So I started asking her questions about confidence and what she thought it meant, and I had her envision someone that she saw as confident. And to start describing them to me. And one of the first things she said is: this person always seemed to move forward. No matter if they had the answer or not, they somehow were able to make a decision and keep the ball moving forward and to keep you going. 


So confidence is moving forward despite not knowing. 


I asked her if this person ever feared getting it wrong. She said yes she was sure they did because being confident doesn't mean that you have the absence of fear, it just means that you move forward despite that.


I found this extremely profound and I really want you to take that in for a moment. Confidence is not the absence of fear or we can put some other words in there like it's not the absence of hesitation or the absence of doubt or the absence of questions… confidence is moving forward despite those things.


Confident people don't allow their fears to be obstacles to moving forward. 

And then here's the thing she realized… Most confident people don't talk about their fears and hesitations and doubts and questions because They don't see them as a big deal. They don't allow their fears to be obstacles to moving forward. So on the outside all we see is someone that is constantly making decisions and moving forward and doing new things and we're not privy to what is going on inside of them. This is why my client’s family and friends saw her as confident because she didn't tend to express when she was afraid or fearful or hesitant. All they saw was someone that just kept moving forward.


Do you know what someone is that moves forward without any fear, hesitations, questions or doubt? An expert. An expert is someone who has comprehensive knowledge or skills in a particular area.

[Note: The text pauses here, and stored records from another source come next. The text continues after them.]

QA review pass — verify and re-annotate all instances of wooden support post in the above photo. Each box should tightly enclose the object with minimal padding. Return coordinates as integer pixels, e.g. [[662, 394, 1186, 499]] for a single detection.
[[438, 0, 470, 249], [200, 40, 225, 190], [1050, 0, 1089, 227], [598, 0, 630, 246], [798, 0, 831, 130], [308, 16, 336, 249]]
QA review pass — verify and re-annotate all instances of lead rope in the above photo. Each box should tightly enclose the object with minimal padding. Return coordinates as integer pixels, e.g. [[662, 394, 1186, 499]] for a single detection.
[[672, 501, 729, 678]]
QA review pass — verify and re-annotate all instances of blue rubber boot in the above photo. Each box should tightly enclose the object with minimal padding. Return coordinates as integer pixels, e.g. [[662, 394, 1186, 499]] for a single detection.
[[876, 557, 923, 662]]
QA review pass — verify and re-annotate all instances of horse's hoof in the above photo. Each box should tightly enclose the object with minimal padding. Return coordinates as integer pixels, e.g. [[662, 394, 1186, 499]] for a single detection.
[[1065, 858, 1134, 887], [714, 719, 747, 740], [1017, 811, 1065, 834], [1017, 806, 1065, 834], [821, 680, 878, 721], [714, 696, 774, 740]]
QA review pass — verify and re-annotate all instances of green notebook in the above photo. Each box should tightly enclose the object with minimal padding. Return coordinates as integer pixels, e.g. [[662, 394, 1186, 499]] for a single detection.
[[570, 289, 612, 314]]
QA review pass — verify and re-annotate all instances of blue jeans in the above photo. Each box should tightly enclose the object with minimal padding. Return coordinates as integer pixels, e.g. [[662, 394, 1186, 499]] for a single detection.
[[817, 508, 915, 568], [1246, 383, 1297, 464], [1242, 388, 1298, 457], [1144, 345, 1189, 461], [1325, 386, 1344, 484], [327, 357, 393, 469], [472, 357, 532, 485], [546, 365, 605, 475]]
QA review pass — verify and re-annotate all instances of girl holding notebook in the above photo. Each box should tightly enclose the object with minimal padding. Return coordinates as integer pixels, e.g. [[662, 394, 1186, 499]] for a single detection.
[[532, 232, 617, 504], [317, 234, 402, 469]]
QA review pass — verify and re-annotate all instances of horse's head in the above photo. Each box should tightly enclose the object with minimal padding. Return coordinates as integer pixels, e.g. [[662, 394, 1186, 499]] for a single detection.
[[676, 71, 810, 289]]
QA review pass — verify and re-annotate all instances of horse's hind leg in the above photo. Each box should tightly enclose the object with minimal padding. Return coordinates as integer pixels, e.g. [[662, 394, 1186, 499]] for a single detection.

They are someone that feels certain about the answer or a decision. An expert doesn't experience a lot of fear and hesitation because they feel sure about the answer.



An expert and someone with confidence are not the same thing

So here's what's really important that you see, an expert and someone with confidence are not the same thing. They are both people that move forward and make decisions and put themselves out there but an expert does so trusting their knowledge and a confident person does so by simply trusting themselves.


Knowing that distinction is important. When we are talking about becoming a confident person, we are not talking about gaining more knowledge and honing our skill set so we lessen doubt and questions, and hesitation. We are talking about building up a skill set that is about trusting yourself so when you don't have to have all of the information, you can continue to move forward and not second guess and not feel immobilized when all those doubts and hesitations creep in.


There are 3 profound beliefs or practices I have found confident people either naturally believe or do or have worked hard at believing that helps them to feel confident and make confident decisions. If you are looking to grow in confidence then these three are a good place to start.  


The first one is confident people have the thought and have internalized this belief of - I can figure it out.


Confident people believe the answer is within them.

It’s not that I can do all the research or have all the data or even that I will get it right. It’s “I can figure it out”. Confident people believe the answers are within them. That they have enough knowledge (not all the knowledge) but enough knowledge and enough natural smarts to move forward. 


I don’t subscribe to the fake it to you make it mentality, though I would say most confident people could do that, it’s just that only knowing 70% is enough. They are not faking the rest of it, they're trusting themselves and their instincts to figure it out or make a best guess, on the remaining 30%.


Look, you haven’t gotten where you are in life, with a career and a family… by accident. You weren’t just in the right place at the right time and someone believed in you and somehow you magically have had the success you have had. You are not faking it. You are not an imposter. You have extensive experience, good instincts, sound judgement, passion, a way of communicating, a willingness to put yourself out there, a way of putting yourself in the right places…you have everything you need RIGHT NOW. You are good enough RIGHT NOW. You are likely not an expert but you can likely figure out anything you need to figure out in life and work…you just need to believe you can. 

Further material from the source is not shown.